Pemikiran liberal mendominasi fase pertama Hubungan Internasional sebagai


akademik. Dalam hubungan internasional tahun 1920-an, pemikiran-pemikiran ini sukses
besar. Mengapa kemudian kita cenderung menyebut pemikiran-pemikiran semacam itu
dengan istilah yang berbau menjelekkan yaitu “Liberalisme Uthopian”. Salah satu jawaban
yang masuk akal diperoleh dalam perkembangan ekonomi dan politik pada 1920-1930-an.

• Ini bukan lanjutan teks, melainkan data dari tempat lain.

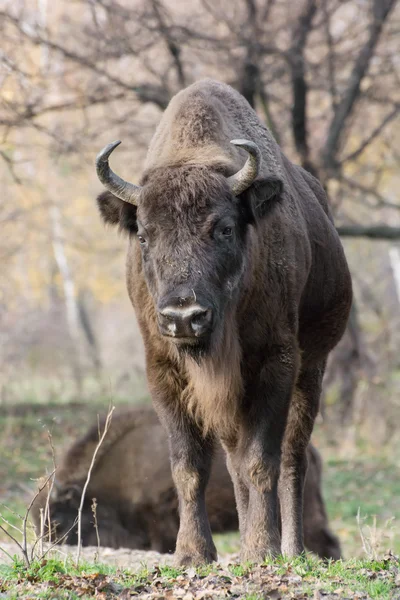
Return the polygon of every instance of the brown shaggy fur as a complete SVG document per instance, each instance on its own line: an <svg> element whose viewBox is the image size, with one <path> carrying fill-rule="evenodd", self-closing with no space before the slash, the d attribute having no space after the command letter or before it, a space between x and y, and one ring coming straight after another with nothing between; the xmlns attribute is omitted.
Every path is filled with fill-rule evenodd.
<svg viewBox="0 0 400 600"><path fill-rule="evenodd" d="M143 435L145 433L145 435ZM64 543L76 543L73 527L84 481L98 441L98 426L92 427L67 451L57 472L57 486L50 501L53 540L71 528ZM321 459L313 446L308 449L309 468L305 483L304 538L306 547L321 558L340 558L340 545L329 529L321 492ZM146 471L141 468L146 465ZM178 500L168 460L168 444L155 412L146 406L114 414L100 447L82 513L82 542L97 545L92 499L97 501L100 543L112 548L137 548L173 552L179 527ZM131 499L131 500L129 500ZM33 506L40 531L40 509L44 491ZM238 528L232 482L222 449L216 452L206 503L213 532Z"/></svg>
<svg viewBox="0 0 400 600"><path fill-rule="evenodd" d="M243 395L243 381L236 323L228 319L224 325L226 333L219 342L224 341L223 348L215 349L212 356L205 357L201 364L194 359L186 359L189 384L182 401L195 420L201 423L204 434L218 430L228 441L237 429L238 398Z"/></svg>
<svg viewBox="0 0 400 600"><path fill-rule="evenodd" d="M262 155L238 197L228 178L247 153L233 139ZM301 553L306 449L352 300L322 186L240 94L204 80L166 109L137 207L109 192L98 205L130 234L128 293L179 497L177 562L216 558L205 508L215 439L228 453L242 559ZM164 309L182 306L211 315L207 335L163 330Z"/></svg>

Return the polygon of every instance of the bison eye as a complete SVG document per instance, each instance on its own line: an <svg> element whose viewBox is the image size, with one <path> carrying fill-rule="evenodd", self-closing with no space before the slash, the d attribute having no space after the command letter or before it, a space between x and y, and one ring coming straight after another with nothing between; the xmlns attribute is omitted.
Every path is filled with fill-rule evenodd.
<svg viewBox="0 0 400 600"><path fill-rule="evenodd" d="M222 231L222 235L224 235L225 237L231 237L232 227L225 227L225 229Z"/></svg>
<svg viewBox="0 0 400 600"><path fill-rule="evenodd" d="M142 235L138 235L138 240L139 240L139 244L140 244L141 246L144 246L144 245L145 245L145 243L146 243L146 240L145 240L145 238L144 238Z"/></svg>

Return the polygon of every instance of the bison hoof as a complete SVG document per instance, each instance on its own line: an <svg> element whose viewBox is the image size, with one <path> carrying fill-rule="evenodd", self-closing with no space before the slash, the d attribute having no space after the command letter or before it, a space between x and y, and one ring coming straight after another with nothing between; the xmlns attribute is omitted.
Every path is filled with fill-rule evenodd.
<svg viewBox="0 0 400 600"><path fill-rule="evenodd" d="M191 554L189 552L175 552L174 563L177 567L200 566L217 560L217 551L206 552L205 554Z"/></svg>
<svg viewBox="0 0 400 600"><path fill-rule="evenodd" d="M243 546L240 551L241 562L262 563L267 558L275 558L281 553L280 543L263 546Z"/></svg>
<svg viewBox="0 0 400 600"><path fill-rule="evenodd" d="M300 556L300 554L305 554L304 546L301 543L286 543L282 542L282 555L287 558L292 558L293 556Z"/></svg>

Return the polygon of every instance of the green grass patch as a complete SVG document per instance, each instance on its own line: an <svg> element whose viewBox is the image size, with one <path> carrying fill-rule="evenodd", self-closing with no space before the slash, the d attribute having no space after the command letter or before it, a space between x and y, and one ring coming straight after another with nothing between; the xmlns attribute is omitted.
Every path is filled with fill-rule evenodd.
<svg viewBox="0 0 400 600"><path fill-rule="evenodd" d="M170 567L169 565L160 566L160 573L162 577L166 579L176 579L179 575L184 573L184 569L178 569L176 567Z"/></svg>
<svg viewBox="0 0 400 600"><path fill-rule="evenodd" d="M293 560L268 559L261 565L207 565L197 569L160 566L138 573L103 564L79 566L71 559L48 559L30 567L15 559L0 567L5 598L232 597L259 600L279 597L361 597L389 600L400 594L400 562L393 555L379 561L324 562L311 555Z"/></svg>
<svg viewBox="0 0 400 600"><path fill-rule="evenodd" d="M400 478L398 465L387 458L328 459L324 468L324 497L332 527L345 557L363 554L361 527L379 556L389 549L400 553Z"/></svg>

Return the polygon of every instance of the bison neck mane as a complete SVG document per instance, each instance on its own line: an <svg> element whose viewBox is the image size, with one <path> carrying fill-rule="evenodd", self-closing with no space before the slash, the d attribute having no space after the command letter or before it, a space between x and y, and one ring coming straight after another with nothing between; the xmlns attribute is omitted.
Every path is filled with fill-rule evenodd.
<svg viewBox="0 0 400 600"><path fill-rule="evenodd" d="M189 383L182 401L204 435L214 432L228 442L237 430L243 383L236 319L233 311L227 312L222 335L211 351L184 358Z"/></svg>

Demokrasi liberal mendapat pukulan keras dengan bermunculannya kaum fasis dan
kediktaktoran Nazi di Italia, Jerman, dan Spanyol. Otoriterisme juga meningkat di banyak
negara baru di Eropa bagian tengah dan timur yang mucul sebagai akibat Perang Dunia
Pertama dan Konferensi Perdamaian Paris dan dianggap menjadi negara-negara demokrasi.
Oleh karena itu, berbeda dengan harapan Wilson untuk menyebarluaskan peradaban
demokratis, usaha itu gagal terwujud. Dalam banyak kasus apa yang sebenarnya terjadi
adalah penyebaran yang sangat singkat dari negara yang ia yakini menggerakan perang:
negara-negara otokratis, otoriter, dan militeristik.